Opposition Leader Anthony Albanese thinks everyone should have access to rapid tests regardless of their income.
"Equity is really important in the Australian health system and that needs to be thought about by the federal government in terms of antigen tests," he told reporters in Sydney on Thursday.
"What we need to do is to make sure that no one doesn't have access to antigen tests because they don't have enough income. It's as simple as that."
NSW will mail the tests to households as its new daily cases reach another high of 5715 infections. Victoria recorded 2005 new cases, up from 1503 reported on Wednesday.
The latest data from NSW and Victoria on Thursday showed a combined 117 people in intensive care across the two states.
This includes 39 people in Victoria on a ventilator out of 72 in intensive care and a total of 398 hospital patients.
In NSW, 45 people are in intensive care out of an overall 347 hospital patients.
Health Minister Greg Hunt said hospitalisation numbers can lag following a spike.
"These things can change. There can be a lag. So we're fully prepared and I don't want to make false promises on that," Mr Hunt told reporters in Melbourne.
"But so far those signs (on hospitalisations) are very, very heartening."
He cited federal data showing 54 virus patients in Australia required ventilation out of a total of 112 in intensive care on Wednesday.
About 91 per cent of people aged 16 and older are double-dosed.
More than 1.8 million Australians have received a booster shot and Mr Hunt says the national rollout is 500,000 doses ahead of schedule.
Almost all states and territories have tightened mask requirements, with Western Australia the latest to beef up its mandate to wear them in all public indoor settings throughout Perth and the Peel region.
Premier Mark McGowan announced the mandate after a backpacker tested positive and was infectious in the community for a number of days.
"I know this is not the news we wanted to hear two days before Christmas, but unfortunately this is the reality of COVID-19," he said.
"While our contact tracers and testing staff do their work, we all need to do our bit. Let's follow the rules, wear a mask and get vaccinated if you haven't already."

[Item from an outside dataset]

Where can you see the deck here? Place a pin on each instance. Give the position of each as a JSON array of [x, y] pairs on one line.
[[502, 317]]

Mr McGowan said authorities know of five close contacts - the man's girlfriend and housemates - but that casual contacts would be in the hundreds given the locations the man visited, which included nightclubs, restaurants and bars.
A NSW mask mandate will also come into effect for indoor settings from midnight, despite Premier Dominic Perrottet previously maintaining mask use was a personal responsibility.
People will also be encouraged to work from home, while density limits will be reintroduced from December 27 until January 27, where a limit of one person per two square metres will apply.
The ACT also moved on Thursday to reintroduce a ban on visitors to Canberra hospitals, except for end-of-life care, births or pediatric situations.
The ban will come into effect from Boxing Day, allowing people to visit loved ones in hospital during Christmas.
Queensland reported 369 new daily infections, the ACT 85, South Australia 484, Tasmania 26 and the Northern Territory 10.